Autoimmune Encephalitis pathophysiology in children
Autoimmune encephalitis (AE) in children is a complex neurological disorder characterized by the immune system erroneously attacking the brain, leading to a range of neuropsychiatric symptoms. Unlike infectious encephalitis caused by pathogens, AE results from the immune system’s misguided response, which can be triggered by infections, tumors, or sometimes occurs idiopathically. Understanding its pathophysiology in children involves exploring how immune dysregulation targets the central nervous system (CNS), resulting in inflammation and neuronal dysfunction.
The core mechanism of autoimmune encephalitis involves the production of autoantibodies that target specific neuronal surface or intracellular antigens. These autoantibodies interfere with normal neuronal function, leading to the diverse symptoms observed in affected children, such as seizures, behavioral changes, cognitive decline, movement disorders, and altered consciousness. The most well-characterized forms involve autoantibodies against synaptic or cell surface proteins such as NMDA (N-methyl-D-aspartate), LGI1, CASPR2, or GABA receptors. These antibodies can cross the blood-brain barrier (BBB), which normally protects the CNS from immune components, but in AE, this barrier is often compromised, allowing immune mediators to access the brain tissue.
In children, the pathophysiology of AE frequently involves a combination of humoral (antibody-mediated) and cellular immune responses. The production of pathogenic autoantibodies typically begins with immune activation in peripheral lymphoid tissues, which may be initiated by infections or tumors that express neuronal antigens—most notably, ovarian teratomas in girls with anti-NMDAR encephalitis. These antigens can mimic neural proteins, leading to a phenomenon called molecular mimicry, where the immune system inadvertently targets the brain.

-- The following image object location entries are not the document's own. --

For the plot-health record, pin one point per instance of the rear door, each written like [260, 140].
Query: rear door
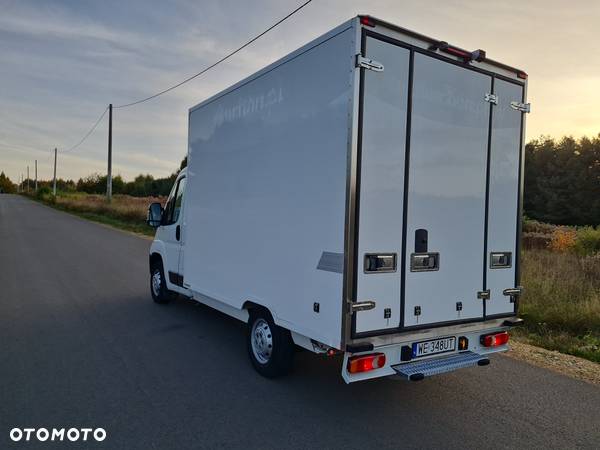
[446, 198]
[424, 251]
[381, 185]
[503, 203]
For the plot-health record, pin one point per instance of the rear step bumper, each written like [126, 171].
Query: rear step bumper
[418, 370]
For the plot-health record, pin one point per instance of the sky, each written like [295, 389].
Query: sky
[62, 62]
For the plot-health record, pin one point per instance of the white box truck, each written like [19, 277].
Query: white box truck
[362, 196]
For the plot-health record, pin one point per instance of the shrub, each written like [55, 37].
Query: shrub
[588, 241]
[539, 241]
[43, 192]
[563, 239]
[533, 226]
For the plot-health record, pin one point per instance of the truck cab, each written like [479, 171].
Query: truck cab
[166, 252]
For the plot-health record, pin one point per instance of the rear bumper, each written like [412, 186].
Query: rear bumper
[411, 368]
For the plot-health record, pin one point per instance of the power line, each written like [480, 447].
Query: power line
[88, 133]
[218, 62]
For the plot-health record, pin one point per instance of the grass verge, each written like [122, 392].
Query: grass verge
[561, 304]
[124, 212]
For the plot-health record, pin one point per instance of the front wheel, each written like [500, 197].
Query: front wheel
[270, 347]
[158, 285]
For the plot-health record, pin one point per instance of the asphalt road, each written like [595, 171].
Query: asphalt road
[83, 345]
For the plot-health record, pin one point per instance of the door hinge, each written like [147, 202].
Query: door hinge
[361, 306]
[491, 98]
[483, 295]
[523, 107]
[368, 64]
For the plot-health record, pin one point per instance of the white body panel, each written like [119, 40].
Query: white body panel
[503, 194]
[446, 193]
[297, 172]
[382, 181]
[266, 191]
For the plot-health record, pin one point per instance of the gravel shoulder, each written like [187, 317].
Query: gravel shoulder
[569, 365]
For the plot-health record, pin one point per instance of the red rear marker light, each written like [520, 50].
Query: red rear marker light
[368, 21]
[494, 339]
[365, 363]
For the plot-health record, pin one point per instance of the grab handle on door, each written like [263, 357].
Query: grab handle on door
[483, 295]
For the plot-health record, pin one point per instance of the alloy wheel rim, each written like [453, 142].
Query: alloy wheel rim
[156, 282]
[262, 341]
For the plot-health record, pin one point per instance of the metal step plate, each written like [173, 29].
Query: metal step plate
[420, 369]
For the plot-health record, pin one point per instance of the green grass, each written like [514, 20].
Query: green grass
[124, 212]
[561, 304]
[113, 222]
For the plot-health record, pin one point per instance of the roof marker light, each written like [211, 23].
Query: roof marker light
[368, 21]
[443, 46]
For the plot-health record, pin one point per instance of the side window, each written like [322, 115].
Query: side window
[178, 200]
[173, 205]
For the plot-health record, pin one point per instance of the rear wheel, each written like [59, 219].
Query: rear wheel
[158, 285]
[270, 347]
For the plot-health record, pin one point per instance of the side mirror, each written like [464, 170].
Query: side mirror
[154, 215]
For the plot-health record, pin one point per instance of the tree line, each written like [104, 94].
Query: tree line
[141, 186]
[562, 181]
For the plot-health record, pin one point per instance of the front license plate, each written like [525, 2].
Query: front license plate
[434, 346]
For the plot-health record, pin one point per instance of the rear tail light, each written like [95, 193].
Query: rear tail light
[494, 339]
[365, 363]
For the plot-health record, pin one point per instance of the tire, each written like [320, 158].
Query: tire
[158, 286]
[270, 347]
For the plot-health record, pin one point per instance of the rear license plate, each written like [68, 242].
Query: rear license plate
[434, 346]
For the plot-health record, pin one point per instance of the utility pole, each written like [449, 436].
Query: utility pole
[54, 187]
[109, 172]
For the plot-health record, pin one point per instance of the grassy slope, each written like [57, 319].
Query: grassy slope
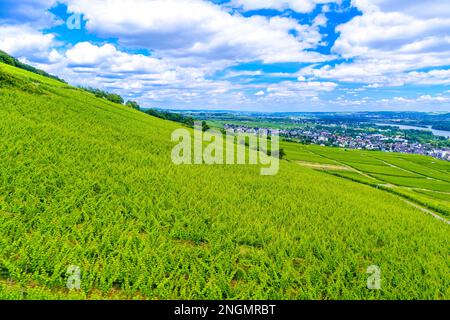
[89, 183]
[422, 179]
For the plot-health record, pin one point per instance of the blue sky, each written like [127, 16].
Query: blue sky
[266, 55]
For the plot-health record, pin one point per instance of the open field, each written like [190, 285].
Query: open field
[423, 180]
[89, 183]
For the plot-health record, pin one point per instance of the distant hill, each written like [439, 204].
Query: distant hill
[87, 184]
[6, 58]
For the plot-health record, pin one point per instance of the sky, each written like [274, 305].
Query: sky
[249, 55]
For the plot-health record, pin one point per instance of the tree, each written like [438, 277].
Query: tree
[133, 105]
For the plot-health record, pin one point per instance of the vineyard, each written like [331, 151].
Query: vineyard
[88, 183]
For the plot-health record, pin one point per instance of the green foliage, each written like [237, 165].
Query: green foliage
[172, 116]
[115, 98]
[87, 182]
[7, 59]
[133, 105]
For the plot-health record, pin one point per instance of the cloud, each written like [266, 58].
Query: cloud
[197, 32]
[301, 6]
[34, 12]
[24, 41]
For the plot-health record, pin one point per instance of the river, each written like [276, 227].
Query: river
[440, 133]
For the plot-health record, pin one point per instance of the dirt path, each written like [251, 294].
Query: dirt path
[324, 166]
[415, 205]
[427, 211]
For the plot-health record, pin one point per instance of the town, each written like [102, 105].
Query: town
[387, 140]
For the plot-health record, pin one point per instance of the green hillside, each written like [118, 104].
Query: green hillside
[89, 183]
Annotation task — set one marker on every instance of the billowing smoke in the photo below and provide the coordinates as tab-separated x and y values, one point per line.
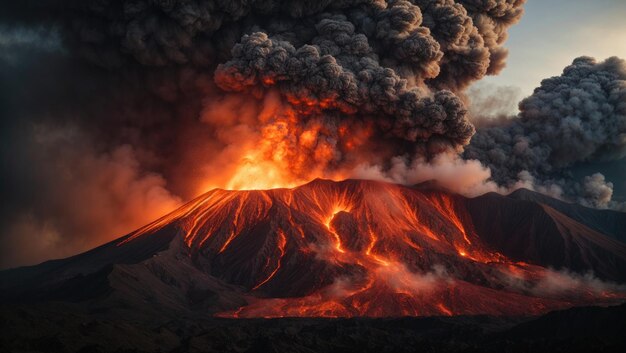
199	94
575	118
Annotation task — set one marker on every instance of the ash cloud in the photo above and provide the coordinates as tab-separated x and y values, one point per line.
367	80
578	117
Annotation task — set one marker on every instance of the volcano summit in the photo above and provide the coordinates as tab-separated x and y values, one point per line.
348	249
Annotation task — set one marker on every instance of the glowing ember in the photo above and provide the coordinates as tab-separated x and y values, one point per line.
355	248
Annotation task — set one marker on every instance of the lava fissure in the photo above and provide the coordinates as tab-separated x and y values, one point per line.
364	248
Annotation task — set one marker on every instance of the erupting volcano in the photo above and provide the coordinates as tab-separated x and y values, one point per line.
350	248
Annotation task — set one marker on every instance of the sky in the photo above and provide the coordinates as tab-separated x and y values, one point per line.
124	109
554	32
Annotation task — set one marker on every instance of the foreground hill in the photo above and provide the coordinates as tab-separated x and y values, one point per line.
343	249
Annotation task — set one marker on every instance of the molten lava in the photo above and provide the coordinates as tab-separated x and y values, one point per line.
355	248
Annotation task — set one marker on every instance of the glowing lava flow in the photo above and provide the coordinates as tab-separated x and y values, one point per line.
352	248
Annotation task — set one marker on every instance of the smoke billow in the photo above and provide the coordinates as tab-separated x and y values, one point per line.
163	99
222	93
574	118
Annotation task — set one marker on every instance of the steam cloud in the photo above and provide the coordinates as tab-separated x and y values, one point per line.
574	118
187	90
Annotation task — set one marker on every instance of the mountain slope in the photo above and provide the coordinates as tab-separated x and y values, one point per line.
351	248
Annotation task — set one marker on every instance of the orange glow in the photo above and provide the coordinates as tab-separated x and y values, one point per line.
371	238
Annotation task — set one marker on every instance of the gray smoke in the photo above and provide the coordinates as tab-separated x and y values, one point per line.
141	75
574	118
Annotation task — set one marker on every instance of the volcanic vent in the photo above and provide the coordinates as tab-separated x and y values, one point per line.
344	249
364	248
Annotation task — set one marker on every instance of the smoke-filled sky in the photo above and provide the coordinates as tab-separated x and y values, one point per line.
115	111
559	30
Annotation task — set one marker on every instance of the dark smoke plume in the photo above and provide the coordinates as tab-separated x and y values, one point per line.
186	88
575	118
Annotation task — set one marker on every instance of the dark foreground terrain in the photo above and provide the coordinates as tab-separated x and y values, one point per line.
64	328
487	274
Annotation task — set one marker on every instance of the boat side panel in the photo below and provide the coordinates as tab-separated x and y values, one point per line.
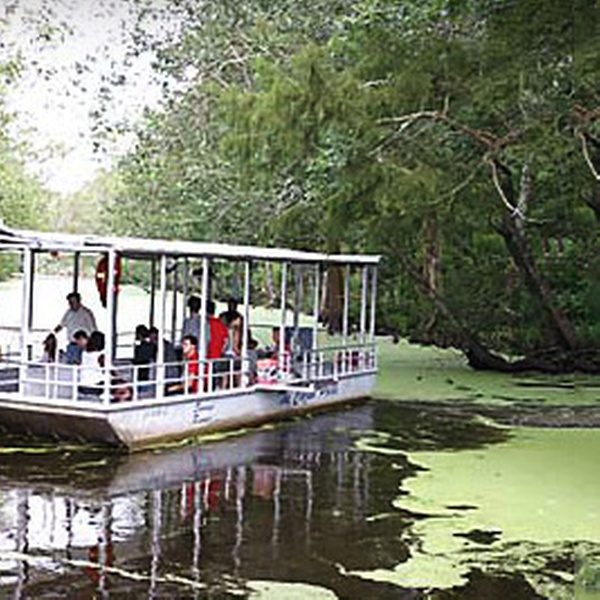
142	425
52	424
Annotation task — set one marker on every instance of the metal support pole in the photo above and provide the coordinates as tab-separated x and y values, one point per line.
373	301
246	330
76	270
316	305
346	304
31	290
25	317
363	315
160	350
174	305
281	364
152	291
184	295
109	348
203	310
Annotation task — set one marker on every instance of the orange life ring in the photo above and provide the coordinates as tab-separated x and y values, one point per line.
102	277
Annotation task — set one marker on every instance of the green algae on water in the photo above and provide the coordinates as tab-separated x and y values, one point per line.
532	500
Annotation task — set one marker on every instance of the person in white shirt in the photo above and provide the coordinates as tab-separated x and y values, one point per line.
91	373
77	318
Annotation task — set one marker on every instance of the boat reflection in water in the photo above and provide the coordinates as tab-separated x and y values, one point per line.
282	504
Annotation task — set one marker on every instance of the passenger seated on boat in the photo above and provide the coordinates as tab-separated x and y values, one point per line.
120	390
144	352
49	355
172	367
233	351
191	369
77	317
191	324
229	315
91	373
218	335
272	351
81	339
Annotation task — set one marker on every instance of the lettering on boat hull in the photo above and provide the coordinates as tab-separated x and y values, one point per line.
299	399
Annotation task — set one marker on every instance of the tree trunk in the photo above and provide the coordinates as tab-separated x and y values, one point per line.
269	286
522	256
334	302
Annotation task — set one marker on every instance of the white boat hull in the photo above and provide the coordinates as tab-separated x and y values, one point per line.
146	422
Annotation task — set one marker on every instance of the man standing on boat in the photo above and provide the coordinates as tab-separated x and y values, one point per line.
77	318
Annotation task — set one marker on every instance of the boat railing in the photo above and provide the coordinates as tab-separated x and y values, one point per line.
124	381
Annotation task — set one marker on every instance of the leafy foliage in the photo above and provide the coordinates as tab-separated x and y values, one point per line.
448	136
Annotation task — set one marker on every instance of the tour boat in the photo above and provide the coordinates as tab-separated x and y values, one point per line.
308	369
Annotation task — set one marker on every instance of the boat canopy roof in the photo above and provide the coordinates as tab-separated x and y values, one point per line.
141	247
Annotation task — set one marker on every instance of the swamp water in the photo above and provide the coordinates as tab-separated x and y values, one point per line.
383	500
432	491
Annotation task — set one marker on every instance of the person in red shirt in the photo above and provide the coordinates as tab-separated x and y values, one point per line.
189	348
217	343
218	333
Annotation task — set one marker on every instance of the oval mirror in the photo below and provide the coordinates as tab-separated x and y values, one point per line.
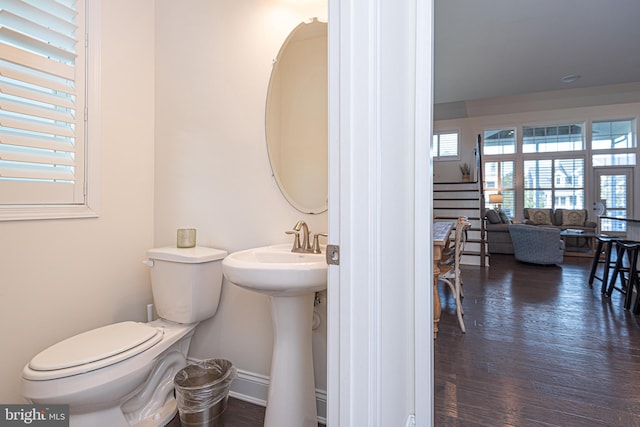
296	119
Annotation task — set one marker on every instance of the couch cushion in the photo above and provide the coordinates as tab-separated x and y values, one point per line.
493	217
540	216
573	217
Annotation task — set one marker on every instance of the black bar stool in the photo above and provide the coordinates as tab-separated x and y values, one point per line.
604	246
630	248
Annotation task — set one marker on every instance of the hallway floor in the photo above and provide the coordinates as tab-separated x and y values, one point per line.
542	348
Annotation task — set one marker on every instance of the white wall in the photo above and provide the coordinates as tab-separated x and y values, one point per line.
61	277
213	62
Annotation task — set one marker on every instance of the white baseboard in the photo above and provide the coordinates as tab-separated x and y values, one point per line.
253	388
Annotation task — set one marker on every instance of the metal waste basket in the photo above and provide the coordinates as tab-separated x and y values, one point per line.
202	390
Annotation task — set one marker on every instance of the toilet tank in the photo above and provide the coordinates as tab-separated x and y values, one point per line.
186	282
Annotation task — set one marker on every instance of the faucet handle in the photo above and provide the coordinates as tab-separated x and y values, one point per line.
296	241
316	243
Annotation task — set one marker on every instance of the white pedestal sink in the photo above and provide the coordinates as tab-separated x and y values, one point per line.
290	279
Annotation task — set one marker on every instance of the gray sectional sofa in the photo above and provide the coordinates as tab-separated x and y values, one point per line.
497	226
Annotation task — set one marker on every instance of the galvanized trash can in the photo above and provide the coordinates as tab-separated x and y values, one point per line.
202	390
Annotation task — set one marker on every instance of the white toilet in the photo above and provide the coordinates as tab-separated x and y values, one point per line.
122	374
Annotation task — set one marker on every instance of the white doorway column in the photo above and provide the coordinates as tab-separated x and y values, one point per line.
380	357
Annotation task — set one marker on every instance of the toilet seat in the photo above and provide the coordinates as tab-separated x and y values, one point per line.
93	350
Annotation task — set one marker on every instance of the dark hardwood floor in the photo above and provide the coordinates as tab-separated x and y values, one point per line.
542	348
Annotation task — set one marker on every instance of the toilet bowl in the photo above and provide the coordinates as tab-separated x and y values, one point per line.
122	374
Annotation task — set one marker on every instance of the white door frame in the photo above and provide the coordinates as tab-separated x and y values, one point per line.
380	318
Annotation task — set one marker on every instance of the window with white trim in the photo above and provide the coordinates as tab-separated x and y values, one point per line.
445	146
43	143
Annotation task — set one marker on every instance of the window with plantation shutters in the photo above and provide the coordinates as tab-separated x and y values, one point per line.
445	146
42	102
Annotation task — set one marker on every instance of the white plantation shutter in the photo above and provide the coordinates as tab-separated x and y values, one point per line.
42	102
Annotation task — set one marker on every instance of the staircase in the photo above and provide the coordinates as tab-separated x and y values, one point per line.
454	199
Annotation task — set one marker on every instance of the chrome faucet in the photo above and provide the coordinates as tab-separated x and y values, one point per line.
301	225
306	245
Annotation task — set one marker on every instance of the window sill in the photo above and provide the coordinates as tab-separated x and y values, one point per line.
24	213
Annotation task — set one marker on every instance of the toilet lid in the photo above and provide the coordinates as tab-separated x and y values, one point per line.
109	344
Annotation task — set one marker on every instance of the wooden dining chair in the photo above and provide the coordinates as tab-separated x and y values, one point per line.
450	269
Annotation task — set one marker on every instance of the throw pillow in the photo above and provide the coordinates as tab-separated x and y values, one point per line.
503	217
493	217
540	216
576	217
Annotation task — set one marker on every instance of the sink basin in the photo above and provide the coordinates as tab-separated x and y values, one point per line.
290	279
275	270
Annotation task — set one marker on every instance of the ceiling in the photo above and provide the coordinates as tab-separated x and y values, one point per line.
494	48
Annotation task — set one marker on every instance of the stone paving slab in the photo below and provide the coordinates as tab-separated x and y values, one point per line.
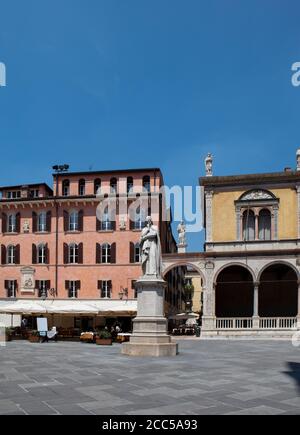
206	378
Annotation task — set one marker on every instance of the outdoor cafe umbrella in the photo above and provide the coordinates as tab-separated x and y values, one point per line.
23	307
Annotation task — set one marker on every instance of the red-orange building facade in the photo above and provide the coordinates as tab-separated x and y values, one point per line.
71	253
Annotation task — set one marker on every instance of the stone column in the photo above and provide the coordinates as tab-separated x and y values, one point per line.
209	216
255	318
298	209
209	300
150	336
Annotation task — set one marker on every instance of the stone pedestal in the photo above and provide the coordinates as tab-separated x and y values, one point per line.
150	336
181	248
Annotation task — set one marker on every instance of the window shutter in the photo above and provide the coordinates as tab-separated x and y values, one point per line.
47	253
66	253
4	222
131	224
80	253
49	216
66	221
113	253
34	254
98	253
131	250
80	220
18	254
34	222
98	224
18	222
3	254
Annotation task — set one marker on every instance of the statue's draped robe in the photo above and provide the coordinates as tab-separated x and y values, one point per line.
151	252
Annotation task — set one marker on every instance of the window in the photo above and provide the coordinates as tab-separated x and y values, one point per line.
97	186
81	187
113	186
139	220
66	188
12	223
264	225
73	287
73	254
105	253
106	290
146	183
42	254
73	221
137	253
248	225
42	222
14	194
135	292
106	223
34	193
42	288
129	185
11	254
11	287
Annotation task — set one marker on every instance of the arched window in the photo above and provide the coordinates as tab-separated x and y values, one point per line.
139	220
106	253
137	253
12	223
264	225
41	254
66	188
106	224
146	183
81	187
248	225
42	221
74	221
129	185
97	186
11	254
73	253
113	185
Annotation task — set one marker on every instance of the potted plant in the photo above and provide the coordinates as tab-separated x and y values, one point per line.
104	338
34	337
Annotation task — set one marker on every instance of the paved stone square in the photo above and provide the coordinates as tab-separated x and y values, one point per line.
208	377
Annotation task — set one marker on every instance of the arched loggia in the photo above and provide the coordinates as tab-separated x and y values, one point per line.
234	292
278	292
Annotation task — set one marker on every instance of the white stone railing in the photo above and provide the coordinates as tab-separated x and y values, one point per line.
278	323
264	323
234	323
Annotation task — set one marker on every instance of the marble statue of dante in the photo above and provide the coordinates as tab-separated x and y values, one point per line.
181	229
151	250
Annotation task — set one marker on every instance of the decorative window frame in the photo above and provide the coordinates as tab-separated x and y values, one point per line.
257	200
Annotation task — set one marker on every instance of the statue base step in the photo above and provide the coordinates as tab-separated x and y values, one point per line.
150	349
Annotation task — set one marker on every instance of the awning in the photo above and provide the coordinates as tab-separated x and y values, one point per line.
105	307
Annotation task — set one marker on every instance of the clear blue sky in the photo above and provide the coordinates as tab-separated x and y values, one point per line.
115	84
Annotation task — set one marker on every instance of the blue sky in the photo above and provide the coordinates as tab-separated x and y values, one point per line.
117	84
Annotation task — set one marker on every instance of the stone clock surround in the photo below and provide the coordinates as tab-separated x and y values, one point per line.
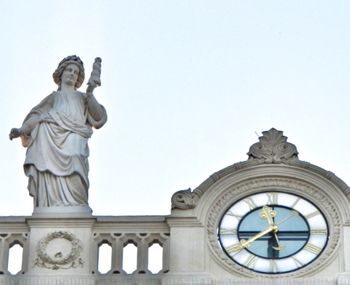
273	165
63	249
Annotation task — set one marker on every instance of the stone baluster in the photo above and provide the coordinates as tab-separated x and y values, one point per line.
4	254
166	253
142	254
117	254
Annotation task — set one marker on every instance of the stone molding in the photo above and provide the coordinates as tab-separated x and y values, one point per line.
288	185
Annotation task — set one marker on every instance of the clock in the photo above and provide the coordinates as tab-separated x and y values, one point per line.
273	232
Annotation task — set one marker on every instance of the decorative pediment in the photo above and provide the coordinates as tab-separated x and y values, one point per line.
273	147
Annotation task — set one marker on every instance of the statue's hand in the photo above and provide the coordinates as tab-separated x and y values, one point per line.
15	133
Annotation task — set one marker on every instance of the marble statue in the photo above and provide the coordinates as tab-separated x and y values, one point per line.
56	134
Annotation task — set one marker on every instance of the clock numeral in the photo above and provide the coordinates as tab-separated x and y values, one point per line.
312	248
298	263
273	266
251	204
295	202
313	214
225	231
234	248
251	261
230	213
319	232
272	198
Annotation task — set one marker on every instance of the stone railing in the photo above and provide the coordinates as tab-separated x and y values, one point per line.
115	232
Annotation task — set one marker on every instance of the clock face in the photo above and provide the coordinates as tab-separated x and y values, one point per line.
273	232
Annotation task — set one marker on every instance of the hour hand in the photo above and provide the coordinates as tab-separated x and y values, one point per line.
269	214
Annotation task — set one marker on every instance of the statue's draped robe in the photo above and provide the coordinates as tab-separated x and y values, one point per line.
57	155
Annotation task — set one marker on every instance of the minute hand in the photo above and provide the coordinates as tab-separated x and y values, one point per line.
246	243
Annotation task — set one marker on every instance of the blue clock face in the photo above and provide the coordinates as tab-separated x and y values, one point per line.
273	232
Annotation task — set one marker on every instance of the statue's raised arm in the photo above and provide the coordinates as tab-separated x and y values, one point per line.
56	134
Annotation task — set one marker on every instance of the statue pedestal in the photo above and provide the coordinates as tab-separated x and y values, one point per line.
63	212
60	245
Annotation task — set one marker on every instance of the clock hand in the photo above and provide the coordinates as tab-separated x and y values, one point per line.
294	214
246	243
269	214
279	246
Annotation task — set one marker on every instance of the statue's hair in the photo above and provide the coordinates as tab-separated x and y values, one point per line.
62	66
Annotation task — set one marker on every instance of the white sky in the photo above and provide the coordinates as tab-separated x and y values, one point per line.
186	84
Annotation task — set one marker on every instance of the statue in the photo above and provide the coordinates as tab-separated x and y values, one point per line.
56	134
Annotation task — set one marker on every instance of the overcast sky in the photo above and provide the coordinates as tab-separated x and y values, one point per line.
187	85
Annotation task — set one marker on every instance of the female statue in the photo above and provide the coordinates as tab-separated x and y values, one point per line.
56	134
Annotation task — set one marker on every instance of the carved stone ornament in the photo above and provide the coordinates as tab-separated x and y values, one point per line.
273	148
59	250
184	199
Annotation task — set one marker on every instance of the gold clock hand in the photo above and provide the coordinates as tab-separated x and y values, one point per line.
269	214
246	243
279	246
294	214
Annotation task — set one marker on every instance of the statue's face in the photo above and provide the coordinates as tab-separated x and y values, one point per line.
70	75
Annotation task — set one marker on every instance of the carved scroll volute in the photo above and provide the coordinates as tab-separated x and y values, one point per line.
184	199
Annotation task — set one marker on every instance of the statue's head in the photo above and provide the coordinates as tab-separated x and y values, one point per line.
72	59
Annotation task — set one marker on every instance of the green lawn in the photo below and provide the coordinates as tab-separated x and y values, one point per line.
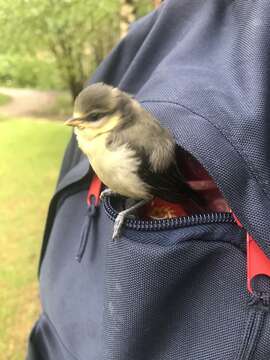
4	99
31	152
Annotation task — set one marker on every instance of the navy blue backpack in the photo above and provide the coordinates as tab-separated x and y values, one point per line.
172	289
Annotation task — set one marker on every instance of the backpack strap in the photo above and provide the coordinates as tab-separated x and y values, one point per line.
257	262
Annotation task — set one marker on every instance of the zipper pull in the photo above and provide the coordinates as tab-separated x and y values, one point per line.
257	262
92	204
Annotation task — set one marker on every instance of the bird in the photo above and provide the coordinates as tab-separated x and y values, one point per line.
131	153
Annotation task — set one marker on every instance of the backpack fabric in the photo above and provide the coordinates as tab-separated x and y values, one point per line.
202	69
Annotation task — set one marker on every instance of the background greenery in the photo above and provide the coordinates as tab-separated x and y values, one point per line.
57	44
54	45
28	176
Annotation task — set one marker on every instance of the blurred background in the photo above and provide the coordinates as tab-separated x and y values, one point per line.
48	49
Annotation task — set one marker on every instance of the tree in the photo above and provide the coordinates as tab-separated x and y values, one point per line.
76	34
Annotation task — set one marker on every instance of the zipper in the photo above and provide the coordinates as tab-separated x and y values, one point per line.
92	201
170	223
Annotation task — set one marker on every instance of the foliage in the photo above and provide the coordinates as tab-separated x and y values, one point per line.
58	43
27	183
22	70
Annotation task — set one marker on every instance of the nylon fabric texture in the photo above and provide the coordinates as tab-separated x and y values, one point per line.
202	68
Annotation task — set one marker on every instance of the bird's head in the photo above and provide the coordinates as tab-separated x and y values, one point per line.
98	109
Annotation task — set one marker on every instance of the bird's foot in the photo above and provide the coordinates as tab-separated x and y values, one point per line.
105	193
119	221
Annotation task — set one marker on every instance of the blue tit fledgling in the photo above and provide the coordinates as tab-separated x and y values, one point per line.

Once produced, these autoantibodies travel through the bloodstream and breach the BBB, binding to their neuronal targets.
The binding of autoantibodies to surface antigens on neurons disrupts normal receptor function. For instance, anti-NMDAR antibodies cause internalization and decreased surface expression of NMDA receptors, impairing glutamatergic signaling critical for synaptic transmission and plasticity. Similarly, GABA receptor antibodies impair inhibitory neurotransmission, leading to neuronal hyperexcitability and seizures. The disruption of receptor function also triggers downstream inflammatory responses, recruiting immune cells like T lymphocytes and macrophages, which further exacerbate neuronal damage through cytokine release and complement activation.
Additionally, non-specific inflammation plays a significant role in the disease process. Once immune cells infiltrate the CNS—often facilitated by a compromised BBB—they release cytokines and chemokines that promote neuroinflammation, neuronal injury, and edema. This inflammatory cascade amplifies the initial immune attack, resulting in widespread dysfunction, which manifests clinically as encephalopathy, psychiatric symptoms, and neurological deficits.
In pediatric cases, the immune response may differ slightly from adults, often with less prominent tumor associations and a broader spectrum of presenting symptoms. Early recognition of these immune-mediated processes is crucial, as prompt immunotherapy, including steroids, intravenous immunoglobulin, or plasmapheresis, can significantly improve outcomes.
In summary, autoimmune encephalitis in children involves a maladaptive immune response where autoantibodies target neuronal surface proteins, disrupt neurotransmission, and trigger neuroinflammation. This multifaceted pathophysiology underscores the importance of early diagnosis and targeted immune therapies to mitigate neuronal injury and improve prognosis.